Sugar-loaded Christmas ballads aside, if there was ever a holiday that lends itself to a soundtrack, it’s Halloween. Pacific Northwesterner E. Ray Bechard was thinking a parallel thought, though more of a soundtrack to a movie in his own head. He pulled together some musician friends, now known as This Lonesome Paradise, and they headed to a restored, 100-year-old bath house in cold, gray Astoria, Oregon, and captured that record. Called Electric Dreams, it turned out to have the dark, creepy, bone-chilling essence that made it natural to release it today (October 31).
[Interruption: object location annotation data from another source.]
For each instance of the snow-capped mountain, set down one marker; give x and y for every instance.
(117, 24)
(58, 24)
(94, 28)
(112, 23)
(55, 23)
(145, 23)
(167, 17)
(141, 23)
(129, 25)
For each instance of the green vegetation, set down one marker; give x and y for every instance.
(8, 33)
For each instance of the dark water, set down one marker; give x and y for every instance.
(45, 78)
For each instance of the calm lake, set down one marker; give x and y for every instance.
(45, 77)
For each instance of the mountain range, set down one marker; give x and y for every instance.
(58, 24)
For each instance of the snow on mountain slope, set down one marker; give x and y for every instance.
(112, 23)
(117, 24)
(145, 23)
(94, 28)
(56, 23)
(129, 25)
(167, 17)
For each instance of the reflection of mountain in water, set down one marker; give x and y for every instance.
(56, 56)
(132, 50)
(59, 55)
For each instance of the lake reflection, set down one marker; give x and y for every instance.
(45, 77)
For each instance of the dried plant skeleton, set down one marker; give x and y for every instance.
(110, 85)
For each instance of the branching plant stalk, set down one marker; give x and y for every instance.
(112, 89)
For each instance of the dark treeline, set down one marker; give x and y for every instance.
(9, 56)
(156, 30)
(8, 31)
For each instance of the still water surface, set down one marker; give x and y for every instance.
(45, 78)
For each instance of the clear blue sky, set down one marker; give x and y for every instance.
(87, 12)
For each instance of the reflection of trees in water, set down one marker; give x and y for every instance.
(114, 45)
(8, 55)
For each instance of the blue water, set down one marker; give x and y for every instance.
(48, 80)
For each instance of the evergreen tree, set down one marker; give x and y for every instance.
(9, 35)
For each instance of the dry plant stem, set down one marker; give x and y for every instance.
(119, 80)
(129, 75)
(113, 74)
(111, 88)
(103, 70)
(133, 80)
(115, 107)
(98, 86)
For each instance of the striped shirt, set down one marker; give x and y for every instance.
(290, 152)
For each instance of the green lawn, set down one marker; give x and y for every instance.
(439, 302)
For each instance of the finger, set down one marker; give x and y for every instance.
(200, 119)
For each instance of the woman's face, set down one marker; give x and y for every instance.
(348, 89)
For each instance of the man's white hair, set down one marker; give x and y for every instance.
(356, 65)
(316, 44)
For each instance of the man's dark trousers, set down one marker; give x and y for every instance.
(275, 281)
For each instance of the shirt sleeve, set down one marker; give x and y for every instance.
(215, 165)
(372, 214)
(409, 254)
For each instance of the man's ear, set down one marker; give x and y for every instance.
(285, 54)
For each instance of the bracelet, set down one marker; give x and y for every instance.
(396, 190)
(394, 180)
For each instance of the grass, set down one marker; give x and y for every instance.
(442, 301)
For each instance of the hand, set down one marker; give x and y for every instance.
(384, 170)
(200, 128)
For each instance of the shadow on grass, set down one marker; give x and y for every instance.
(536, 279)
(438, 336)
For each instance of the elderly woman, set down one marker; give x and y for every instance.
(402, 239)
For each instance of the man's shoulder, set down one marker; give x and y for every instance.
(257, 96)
Bechard sets the tone with the first chords of the first song on the album, it’s title track. It has a Twin Peaks feel, with plenty of reverb in the guitar and the brushes on the drums conjuring up some unknown spirit just out of sight. Also reflecting the idea of a soundtrack are Wild Ones and Goodbye Death Valley, both owing a bit of gratitude to Sergio Leone’s westerns. The scariest song on the record is Night Stalker, with a dirge tempo and electric organ-created dissonance captioning a time when “the devil lives in LA”. The happiest number (happy is relative) is Creatures Of the Night, a film noir, doo-wop song where the devil wears blue suede shoes and everyone wants to “let the moonshine be our light”.
For all the grimness in the lyrics and heaviness in the music, Bechard kept this album from being depressing. It’s dark in a sarcastic kind of way, like putting the fun in dysfunctional. So if you’re looking for a soundtrack for this evening, don’t hesitate to put on Electric Dreams. It’s party music for howling at the moon.